# Mark 10:35-40: Jesus' Cup and Baptism



## Zach (Jun 16, 2011)

[35]And James and John, the sons of Zebedee, came up to him and said to him, “Teacher, we want you to do for us whatever we ask of you.” 
[36]And he said to them, “What do you want me to do for you?” 
[37]And they said to him, “Grant us to sit, one at your right hand and one at your left, in your glory.” 
[38]Jesus said to them, “You do not know what you are asking. Are you able to drink the cup that I drink, or to be baptized with the baptism with which I am baptized?” 
[39]And they said to him, “We are able.” And Jesus said to them, “The cup that I drink you will drink, and with the baptism with which I am baptized, you will be baptized,
[40]but to sit at my right hand or at my left is not mine to grant, but it is for those for whom it has been prepared.”
(Mark 10:35-40 ESV)

I assume that Jesus is referring to the Cup of God's wrath that was poured out on him on the cross when he refers to drinking the cup that he drinks. How can we, in this passage James and John, drink that cup along with Jesus? The Reformation Study Bible commentary explains it as essentially sharing in Jesus' sufferings, but I don't see how our earthly suffering, bad as it may be, can be counted anywhere near drinking the cup of the wrath of God. 

I'm even more confused by what Jesus means by sharing his Baptism.

What are your thoughts on what Jesus is referring to?


----------



## au5t1n (Jun 16, 2011)

Zach said:


> How can we, in this passage James and John, drink that cup along with Jesus?

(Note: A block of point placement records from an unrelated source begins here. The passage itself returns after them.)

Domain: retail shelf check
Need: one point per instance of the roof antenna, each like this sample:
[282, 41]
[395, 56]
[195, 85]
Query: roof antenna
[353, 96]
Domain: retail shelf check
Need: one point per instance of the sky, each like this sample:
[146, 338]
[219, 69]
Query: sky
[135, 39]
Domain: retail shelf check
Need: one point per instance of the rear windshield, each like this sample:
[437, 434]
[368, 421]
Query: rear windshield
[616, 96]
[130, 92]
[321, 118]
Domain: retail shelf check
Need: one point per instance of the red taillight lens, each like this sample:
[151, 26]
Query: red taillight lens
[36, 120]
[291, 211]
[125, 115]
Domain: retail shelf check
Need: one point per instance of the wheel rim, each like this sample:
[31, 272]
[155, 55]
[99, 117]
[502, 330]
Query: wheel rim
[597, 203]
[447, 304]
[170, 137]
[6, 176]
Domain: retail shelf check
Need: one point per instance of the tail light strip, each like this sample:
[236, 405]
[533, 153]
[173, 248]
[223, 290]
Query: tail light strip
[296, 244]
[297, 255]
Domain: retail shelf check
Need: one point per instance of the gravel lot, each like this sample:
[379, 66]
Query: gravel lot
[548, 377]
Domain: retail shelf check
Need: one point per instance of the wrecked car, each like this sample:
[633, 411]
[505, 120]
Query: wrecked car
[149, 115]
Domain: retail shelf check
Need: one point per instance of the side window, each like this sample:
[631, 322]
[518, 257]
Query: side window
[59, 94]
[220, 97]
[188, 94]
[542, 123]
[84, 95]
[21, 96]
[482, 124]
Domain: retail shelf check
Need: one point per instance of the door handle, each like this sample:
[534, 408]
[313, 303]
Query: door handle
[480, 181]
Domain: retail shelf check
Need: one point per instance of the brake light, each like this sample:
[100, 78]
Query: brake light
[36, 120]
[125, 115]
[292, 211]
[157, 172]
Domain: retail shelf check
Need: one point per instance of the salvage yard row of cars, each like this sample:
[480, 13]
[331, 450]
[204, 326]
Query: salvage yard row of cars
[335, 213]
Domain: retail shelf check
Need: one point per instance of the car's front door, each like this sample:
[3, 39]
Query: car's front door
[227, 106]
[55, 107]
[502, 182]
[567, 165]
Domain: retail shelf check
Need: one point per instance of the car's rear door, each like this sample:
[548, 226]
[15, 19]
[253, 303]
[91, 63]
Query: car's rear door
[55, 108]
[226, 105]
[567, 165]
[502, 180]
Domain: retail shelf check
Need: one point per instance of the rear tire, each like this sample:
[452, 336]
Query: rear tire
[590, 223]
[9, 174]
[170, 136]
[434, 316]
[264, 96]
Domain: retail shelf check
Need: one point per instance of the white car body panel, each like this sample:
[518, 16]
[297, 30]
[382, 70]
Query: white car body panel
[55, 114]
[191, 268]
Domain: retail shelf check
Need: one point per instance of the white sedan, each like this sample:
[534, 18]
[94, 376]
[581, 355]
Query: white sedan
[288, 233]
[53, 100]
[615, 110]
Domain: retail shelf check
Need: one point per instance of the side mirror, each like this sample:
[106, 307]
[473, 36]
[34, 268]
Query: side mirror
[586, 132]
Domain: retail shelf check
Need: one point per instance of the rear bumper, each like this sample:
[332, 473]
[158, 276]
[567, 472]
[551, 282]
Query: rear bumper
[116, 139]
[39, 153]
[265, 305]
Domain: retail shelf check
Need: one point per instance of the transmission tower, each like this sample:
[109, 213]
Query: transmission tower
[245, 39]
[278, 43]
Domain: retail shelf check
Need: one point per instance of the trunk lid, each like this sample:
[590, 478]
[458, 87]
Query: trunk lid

I think it's a leap to extend the passage beyond James and John to all believers, except perhaps in a spiritual sense. It seems more likely he is referring to their persecution for preaching the gospel. James was martyred early. John was lashed with Peter (Acts 4-5) and exiled (Rev. 1).


----------



## Jack K (Jun 17, 2011)

Also, you don't have to take this passage to mean they (or we) drink the cup to the full extent that Jesus did. Clearly none of us do. But still we "share his sufferings, becoming like him in his death" (Philippians 3:10). The myriad of ways in which we are joined to Christ makes a great study, and the Mark 10 passage is certainly an interesting part of that.


----------